For North Siders, the CTA could begin work as early as 2017 on a $1.13 billion plan to upgrade track and rehab four stations, from Lawrence to Bryn Mawr.
The stations are among the oldest in the system, officials said. Bryn Mawr was built in 1908, when the Cubs last won the World Series.
The project is contingent on funding, but the CTA hopes to bankroll it with new federal “core capacity” money that can be tapped by older transit lines.
For South Siders, President Forrest Claypool insisted Wednesday that the CTA is “putting the pedal to the metal” on a long-awaited plan to extend the south end of the Red Line from 95th Street to 130th.
One CTA user, Phyllis Johnson, told CTA board members Wednesday that the extension once promised by former Mayor Richard J. Daley after the Red Line opened in 1969 is “becoming the dream deferred.’’ Other lines have been extended or created while the Roseland community, which would be affected by an extension, has sat by with no transit developments, Johnson said.
The layers of requirements needed to win federal money for the $2 billion project are “onerous,” Claypool said, but Mayor Rahm Emanuel is “putting this on a faster trajectory than previous administrations.’’
Emanuel campaigned on extending the Red Line and has emphasized the project since his election, Claypool said.
“Mayor Emanuel’s mandate to us is to modernize the Red Line, from top to bottom, from north to south, and that’s what we’re doing,’’ Claypool said.
The CTA’s “preferred” extension method would be to run an elevated track from the 95th Street station, along Interstate 57 to 98th Street, where the elevated tracks would run parallel with some Union Pacific freight tracks to 130th Street, Claypool said. The tracks could run to the east of UP’s right of way or to the west, CTA officials said. The CTA also had considered building inside the UP’s right of way, but UP has ruled that out, a UP spokesman said.
Although the UP route is the top option, the CTA must give federal authorities at least two more, Claypool said. They include running the rail extension down Halsted Street — something local Ald. Anthony Beale (9th) opposes — or doing a less expensive bus-rapid transit route to 130th.

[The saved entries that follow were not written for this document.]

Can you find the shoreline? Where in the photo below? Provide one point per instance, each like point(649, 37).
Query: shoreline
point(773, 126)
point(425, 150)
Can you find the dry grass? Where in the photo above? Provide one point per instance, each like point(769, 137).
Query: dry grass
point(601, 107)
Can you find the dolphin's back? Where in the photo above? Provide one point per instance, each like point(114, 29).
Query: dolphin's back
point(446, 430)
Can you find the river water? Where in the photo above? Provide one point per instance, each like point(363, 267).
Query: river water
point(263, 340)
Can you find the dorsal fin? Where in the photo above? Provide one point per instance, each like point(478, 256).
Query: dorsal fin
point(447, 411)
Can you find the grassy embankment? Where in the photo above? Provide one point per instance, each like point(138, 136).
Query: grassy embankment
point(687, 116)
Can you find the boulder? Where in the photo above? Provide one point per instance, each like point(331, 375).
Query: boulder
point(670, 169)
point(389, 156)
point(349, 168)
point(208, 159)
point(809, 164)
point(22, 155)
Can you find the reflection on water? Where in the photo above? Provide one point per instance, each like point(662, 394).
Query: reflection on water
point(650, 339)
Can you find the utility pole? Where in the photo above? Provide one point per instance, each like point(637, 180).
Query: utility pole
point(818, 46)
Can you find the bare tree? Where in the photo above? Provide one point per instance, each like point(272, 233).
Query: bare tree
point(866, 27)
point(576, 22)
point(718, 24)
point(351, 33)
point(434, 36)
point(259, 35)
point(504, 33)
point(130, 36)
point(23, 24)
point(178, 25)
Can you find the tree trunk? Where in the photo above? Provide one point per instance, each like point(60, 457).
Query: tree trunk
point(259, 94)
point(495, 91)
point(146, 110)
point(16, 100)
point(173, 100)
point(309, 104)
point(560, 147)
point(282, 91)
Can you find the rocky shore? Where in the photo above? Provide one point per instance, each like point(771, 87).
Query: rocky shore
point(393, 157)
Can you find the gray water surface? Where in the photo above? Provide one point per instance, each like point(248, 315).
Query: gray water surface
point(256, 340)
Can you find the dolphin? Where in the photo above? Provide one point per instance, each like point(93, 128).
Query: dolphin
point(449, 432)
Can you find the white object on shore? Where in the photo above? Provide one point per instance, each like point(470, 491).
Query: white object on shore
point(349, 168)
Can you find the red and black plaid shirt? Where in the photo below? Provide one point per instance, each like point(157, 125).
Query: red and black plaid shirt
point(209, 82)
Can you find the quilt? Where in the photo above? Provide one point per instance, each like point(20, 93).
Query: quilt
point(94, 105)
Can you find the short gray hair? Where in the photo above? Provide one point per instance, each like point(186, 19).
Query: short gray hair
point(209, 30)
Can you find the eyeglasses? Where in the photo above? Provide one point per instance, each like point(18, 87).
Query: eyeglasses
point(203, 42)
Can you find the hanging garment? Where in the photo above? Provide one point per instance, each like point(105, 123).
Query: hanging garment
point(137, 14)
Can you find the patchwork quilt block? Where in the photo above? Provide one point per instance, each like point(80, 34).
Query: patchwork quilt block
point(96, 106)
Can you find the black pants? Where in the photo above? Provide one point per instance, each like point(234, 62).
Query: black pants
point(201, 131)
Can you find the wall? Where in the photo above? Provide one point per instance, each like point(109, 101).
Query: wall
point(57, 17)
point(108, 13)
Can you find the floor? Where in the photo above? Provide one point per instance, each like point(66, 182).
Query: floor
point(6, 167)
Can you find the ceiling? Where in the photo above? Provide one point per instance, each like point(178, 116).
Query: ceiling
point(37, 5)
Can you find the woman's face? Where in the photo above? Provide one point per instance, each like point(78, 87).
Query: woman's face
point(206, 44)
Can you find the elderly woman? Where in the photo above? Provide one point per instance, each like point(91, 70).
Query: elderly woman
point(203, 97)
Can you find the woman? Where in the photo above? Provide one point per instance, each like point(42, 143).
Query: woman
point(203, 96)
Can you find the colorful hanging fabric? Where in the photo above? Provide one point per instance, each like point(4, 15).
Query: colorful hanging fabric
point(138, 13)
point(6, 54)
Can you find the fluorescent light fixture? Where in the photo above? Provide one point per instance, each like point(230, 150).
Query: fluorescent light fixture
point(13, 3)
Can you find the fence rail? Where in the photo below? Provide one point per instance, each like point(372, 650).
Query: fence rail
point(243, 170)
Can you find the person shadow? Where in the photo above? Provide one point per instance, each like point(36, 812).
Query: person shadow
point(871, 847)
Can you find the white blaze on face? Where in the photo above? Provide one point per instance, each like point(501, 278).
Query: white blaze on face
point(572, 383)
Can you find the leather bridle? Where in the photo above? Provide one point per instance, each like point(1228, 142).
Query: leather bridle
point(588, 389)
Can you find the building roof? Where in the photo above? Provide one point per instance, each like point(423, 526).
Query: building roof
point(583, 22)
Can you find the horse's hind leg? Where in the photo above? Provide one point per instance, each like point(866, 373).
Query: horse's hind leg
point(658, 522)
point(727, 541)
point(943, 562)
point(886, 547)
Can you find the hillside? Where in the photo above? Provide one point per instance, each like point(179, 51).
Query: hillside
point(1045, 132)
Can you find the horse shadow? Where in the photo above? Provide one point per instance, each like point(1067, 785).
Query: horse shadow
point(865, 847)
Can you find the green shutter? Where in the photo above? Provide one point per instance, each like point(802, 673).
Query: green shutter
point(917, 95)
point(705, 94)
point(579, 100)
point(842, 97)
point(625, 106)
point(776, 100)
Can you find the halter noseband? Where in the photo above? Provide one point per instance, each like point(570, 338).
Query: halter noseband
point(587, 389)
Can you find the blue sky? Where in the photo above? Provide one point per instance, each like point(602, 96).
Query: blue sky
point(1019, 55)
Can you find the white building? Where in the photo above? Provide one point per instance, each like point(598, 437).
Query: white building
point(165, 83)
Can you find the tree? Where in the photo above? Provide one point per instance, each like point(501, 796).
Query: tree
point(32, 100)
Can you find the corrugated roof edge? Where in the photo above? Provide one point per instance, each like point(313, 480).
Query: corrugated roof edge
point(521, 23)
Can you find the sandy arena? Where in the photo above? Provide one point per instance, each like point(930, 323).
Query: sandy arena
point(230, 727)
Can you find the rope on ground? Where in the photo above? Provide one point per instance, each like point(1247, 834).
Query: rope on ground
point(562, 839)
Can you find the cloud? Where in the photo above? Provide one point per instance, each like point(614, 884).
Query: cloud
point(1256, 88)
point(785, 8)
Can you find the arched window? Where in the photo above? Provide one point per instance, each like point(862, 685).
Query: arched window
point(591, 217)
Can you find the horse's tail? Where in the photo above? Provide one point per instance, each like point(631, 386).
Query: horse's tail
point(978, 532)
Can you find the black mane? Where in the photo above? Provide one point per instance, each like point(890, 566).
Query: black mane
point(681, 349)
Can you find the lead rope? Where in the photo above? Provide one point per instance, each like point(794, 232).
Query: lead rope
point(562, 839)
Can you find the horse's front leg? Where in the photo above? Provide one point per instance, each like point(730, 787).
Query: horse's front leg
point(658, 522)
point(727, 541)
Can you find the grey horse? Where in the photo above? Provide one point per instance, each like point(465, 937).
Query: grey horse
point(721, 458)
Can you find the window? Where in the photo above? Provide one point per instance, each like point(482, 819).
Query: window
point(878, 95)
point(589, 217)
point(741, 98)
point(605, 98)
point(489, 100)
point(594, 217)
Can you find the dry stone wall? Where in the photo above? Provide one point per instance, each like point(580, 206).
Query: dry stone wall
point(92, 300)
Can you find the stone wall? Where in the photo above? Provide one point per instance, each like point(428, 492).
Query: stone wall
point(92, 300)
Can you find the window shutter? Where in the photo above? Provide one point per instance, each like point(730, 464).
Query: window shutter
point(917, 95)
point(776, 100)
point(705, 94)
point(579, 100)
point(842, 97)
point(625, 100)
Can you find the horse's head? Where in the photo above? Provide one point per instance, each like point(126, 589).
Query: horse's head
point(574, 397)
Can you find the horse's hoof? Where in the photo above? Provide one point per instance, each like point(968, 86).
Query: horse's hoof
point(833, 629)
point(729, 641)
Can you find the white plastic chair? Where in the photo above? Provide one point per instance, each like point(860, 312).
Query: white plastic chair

Beale said Tuesday he was briefed on only two plans — the UP route and the Halsted route, leading him to believe the CTA had only two options under active consideration.
“I can see how he might have perceived it that way because that’s where the focus of the conversation was,’’ Claypool said. “But there’s always been a federally required third alternative, which is the BRT.’’
Claypool conceded that land will have to be acquired as part of the extension project, although it’s too early to say where or how many parcels.
The next step involves publication of the final environmental impact study in 2015, Claypool said.
On the North Side, the planned improvements are part of a larger project to rejuvenate the Red Line and Purple lines, from the Belmont station to the Linden Station in Wilmette. Project estimates have ranged from $2 billion to $4 billion.